For more than 45 years, Nadel Architects has provided comprehensive services from architectural design and modernization of historic properties to master planning. Nadel’s hospitality studio has garnered worldwide attention for their work, including the Futian Hotel at Futian Sports & Entertainment complex, Hyatt Regency-Plaza Alicante, the Baglioni Hotel in Abu Dhabi, UAE and the historic Breakers Hotel in Long Beach, CA.
Principal & Design Director Patrick Winters, AIA, LEED AP, has more than 30 years’ experience in hospitality, specializing in the design and construction of high-quality mixed-use and urban infill projects with a major focus on sustainability.
InspireDesign recently caught up with Winters about his work on the Breakers Hotel, the challenges the project presented and how he preserved the historic skyline staple:
Q: How has this project differed from others you’ve completed in the past? What makes it special?
A: The Breakers Hotel in Long Beach, CA, is a unique project because it is a 1920s landmark building. Marrying this legacy building with a new hotel program, which is intended to be a state-of-the-hotelier-art hotel has been both challenging and rewarding. The hotel also provides a unique challenge because it is community oriented. The hotel has been a prominent part of the waterfront skyline in Long Beach for decades. It has around 180 rooms for the community to utilize. The hotel will need to welcome the community in order to include them in their client base and get their support. The public will find that the hotel will be a positive presence in their lives. An example of this is the hotel’s well-known rooftop dining destination, Skyroom. Skyroom provided and will continue to provide a unique and beautiful place for the community to hold wedding receptions and celebrate events for not only the hotel’s guests, but for the surrounding community as well.
Q: What were some challenges you faced in restoration and how did you overcome those?
A: There wasn’t a lot to work with when we first came into the building because it was very decayed. In the restoration, we needed to do some seismic work, provide structural reinforcement and update all of the electrical and mechanical elements. Even the existing windows and the roof required replacements, and the buildings shell needed significant work done to be up-to-date to modern day standards. In historic preservation, one of the biggest success stories is in preserving the historical character of the building. We had to make sure that this new, vibrant program would be integrated in a way that the Cultural Heritage Commission, planning department and community could really accept and support.
Q: What do you have to keep in mind for a historic restoration project?

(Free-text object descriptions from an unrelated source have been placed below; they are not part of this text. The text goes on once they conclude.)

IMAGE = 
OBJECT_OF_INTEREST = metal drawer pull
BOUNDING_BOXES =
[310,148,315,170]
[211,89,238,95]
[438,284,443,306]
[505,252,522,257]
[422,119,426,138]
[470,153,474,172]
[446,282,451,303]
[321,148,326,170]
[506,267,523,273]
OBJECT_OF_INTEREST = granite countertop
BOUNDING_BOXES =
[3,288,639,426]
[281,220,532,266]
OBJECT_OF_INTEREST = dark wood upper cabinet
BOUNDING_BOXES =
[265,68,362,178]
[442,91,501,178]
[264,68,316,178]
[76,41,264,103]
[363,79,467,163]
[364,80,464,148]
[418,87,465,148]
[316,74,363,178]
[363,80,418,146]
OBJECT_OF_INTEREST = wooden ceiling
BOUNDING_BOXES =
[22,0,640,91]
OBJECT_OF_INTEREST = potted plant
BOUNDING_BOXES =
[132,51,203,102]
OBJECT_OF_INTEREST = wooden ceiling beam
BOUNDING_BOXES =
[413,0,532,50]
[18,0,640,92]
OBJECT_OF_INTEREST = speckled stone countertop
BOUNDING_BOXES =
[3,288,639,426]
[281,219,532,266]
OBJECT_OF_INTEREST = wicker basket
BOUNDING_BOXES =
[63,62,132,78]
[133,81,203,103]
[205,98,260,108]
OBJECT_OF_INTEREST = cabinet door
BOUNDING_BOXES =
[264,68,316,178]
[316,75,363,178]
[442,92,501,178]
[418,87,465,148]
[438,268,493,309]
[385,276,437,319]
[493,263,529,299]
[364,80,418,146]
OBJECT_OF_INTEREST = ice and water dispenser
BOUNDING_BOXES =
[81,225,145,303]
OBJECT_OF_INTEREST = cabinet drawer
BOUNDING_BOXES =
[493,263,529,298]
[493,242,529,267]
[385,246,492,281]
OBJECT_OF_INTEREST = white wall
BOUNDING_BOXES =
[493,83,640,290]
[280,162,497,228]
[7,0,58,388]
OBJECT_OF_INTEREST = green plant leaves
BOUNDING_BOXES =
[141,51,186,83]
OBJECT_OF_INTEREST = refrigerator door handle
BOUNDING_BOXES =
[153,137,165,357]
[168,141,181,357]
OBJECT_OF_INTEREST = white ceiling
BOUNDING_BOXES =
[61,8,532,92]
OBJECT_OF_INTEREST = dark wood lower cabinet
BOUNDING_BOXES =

A: One of the first things that the owner undertook was a historic inventory. When you have a historic building that has numerous waves of modernization, it’s important to discern which things need to be preserved and which require modernization. We had another firm working alongside us that was able to determine which elements in the hotel required preservation and which did not.
Q: How do you blend history with modern amenities/safety features?
A: When you have an older building, some of safety features may postdate the original design. You need to be aware of things which may not have been included initially, such as providing enough exits for all of the guests. Ensuring that there are accessibility features such as elevators and handicap ramps is also essential to design. For the Breakers Hotel, we also needed to add new stairs as the old ones were unsalvageable. Aside from the physical design, you have to have technological safety features as well. You have to ensure that alarm systems are in place, and the other electronics are fully functioning.
Q: What were you able to preserve? Why were these features so significant?
A: A key part of our efforts to preserve the hotel was the exterior. The actual building is an iconic part of Long Beach and so we did our best to ensure that was preserved. Inside the building, we preserved numerous significant elements of the hotel. Lobby ceilings were preserved in an attempt to maintain the original Breakers Hotel atmosphere. Another major part of the project was the lawn in front of the building. The front yard of the property is actually Victory Park, a historic park that stretches along Ocean Blvd. We took extra care in our planning to preserve this, as we redid the drop off area in the front of the hotel. The loading and unloading area is a critical part of a functioning hotel and the city really wanted to preserve the park so it was imperative that we honored that in our design.
Q: Do you see these types of projects as trends (historic restorations, boutique properties)?
A: I think in Southern California right now, we can see a really epic phase of development. We are experiencing exponential growth specifically in housing and hotels and there is a shortage of land that is available to build on. The prime properties are located in urban and walkable areas. Formerly neglected urban cores, including downtown Long Beach, are now the prime locations to build. In these areas though, there are many buildings that are older and are historic and need to be preserved. You can’t just tear them down and rebuild. Companies need to find a way to either preserve the building or adaptively reuse it. These challenges are a part of building in these very desirable core urban areas. Regarding boutique properties, they are becoming more of a trend as people seek out unique experiences in their hotel stays. Many people purposely seek out niche and smaller brand hotels. Oftentimes, these hotels are often actually owned by bigger operators, whether it’s Marriott or another large hotel group. They’re creating interesting new niche brands that become part of their hotel portfolio.